Le Maître : Très-bien. Suivez-moi, mes maîtres ; vous allez avoir votre argent sur l’heure. Femme, reçois-la ; instruis-la de ce qu’elle a à faire, afin qu’elle ne soit pas trop novice.
(Le maître sort avec les pirates.)
La Femme : Boult, prends son signalement, la couleur de ses cheveux, son teint, sa taille, son âge et l’attestation de sa virginité ; puis crie : Celui qui en donnera le plus l’aura le premier. Un tel pucelage ne serait pas bon marché, si les hommes étaient encore ce qu’ils furent. Allons, obéis à mes ordres.
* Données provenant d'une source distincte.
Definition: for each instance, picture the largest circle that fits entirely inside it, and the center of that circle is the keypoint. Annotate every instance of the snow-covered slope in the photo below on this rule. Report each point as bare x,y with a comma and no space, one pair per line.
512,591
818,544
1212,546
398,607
Boult : Je vais m’en acquitter.
(Boult sort.)
Marina : Hélas ! pourquoi Léonin a-t-il été si mou, si lent ? Il aurait dû frapper et non parler. Pourquoi ces pirates n’ont-ils pas été assez barbares pour me réunir à ma mère, en me précipitant sous les flots ?
La Femme : Pourquoi vous lamentez-vous, ma belle ?
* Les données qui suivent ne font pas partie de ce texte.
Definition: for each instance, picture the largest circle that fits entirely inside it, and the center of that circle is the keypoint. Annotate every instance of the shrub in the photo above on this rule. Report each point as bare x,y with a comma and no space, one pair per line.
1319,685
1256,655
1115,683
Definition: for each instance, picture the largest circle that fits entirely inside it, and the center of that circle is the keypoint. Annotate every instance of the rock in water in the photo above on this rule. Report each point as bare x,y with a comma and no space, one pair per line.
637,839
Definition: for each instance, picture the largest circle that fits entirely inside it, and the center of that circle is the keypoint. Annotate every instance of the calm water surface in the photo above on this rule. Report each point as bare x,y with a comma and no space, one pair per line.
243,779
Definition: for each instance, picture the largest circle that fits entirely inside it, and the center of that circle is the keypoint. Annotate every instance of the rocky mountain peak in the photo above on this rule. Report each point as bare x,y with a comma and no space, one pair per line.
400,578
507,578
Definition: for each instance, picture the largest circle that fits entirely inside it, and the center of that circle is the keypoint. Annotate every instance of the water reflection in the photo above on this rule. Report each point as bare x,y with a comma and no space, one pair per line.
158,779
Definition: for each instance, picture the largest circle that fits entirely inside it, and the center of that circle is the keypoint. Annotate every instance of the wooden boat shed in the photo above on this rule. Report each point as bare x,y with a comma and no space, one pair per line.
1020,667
Marina : Parce que je suis belle.
La Femme : Allons, les dieux se sont occupés de vous.
Marina : Je ne les accuse point.
La Femme : Vous êtes tombée entre mes mains, et vous avez chance d’y vivre.
Marina : J’ai eu d’autant plus tort d’échapper à celles qui m’auraient tuée !
La Femme : Et vous vivrez dans le plaisir.
Marina : Non.
La Femme : Oui, vous vivrez dans le plaisir, et vous goûterez toutes sortes de messieurs ; vous ferez bonne chère ; vous apprendrez la différence de tous les tempéraments. Quoi ! vous vous bouchez les oreilles !
Marina : Êtes-vous une femme ?
La Femme : Que voulez-vous que je sois, si je ne suis une femme ?
Marina : Une femme honnête, ou pas une femme.
La Femme : Malepeste ! ma petite chatte, j’aurai à faire avec vous, je pense. Allons, vous êtes une petite folle ; il faut vous parler avec des révérences.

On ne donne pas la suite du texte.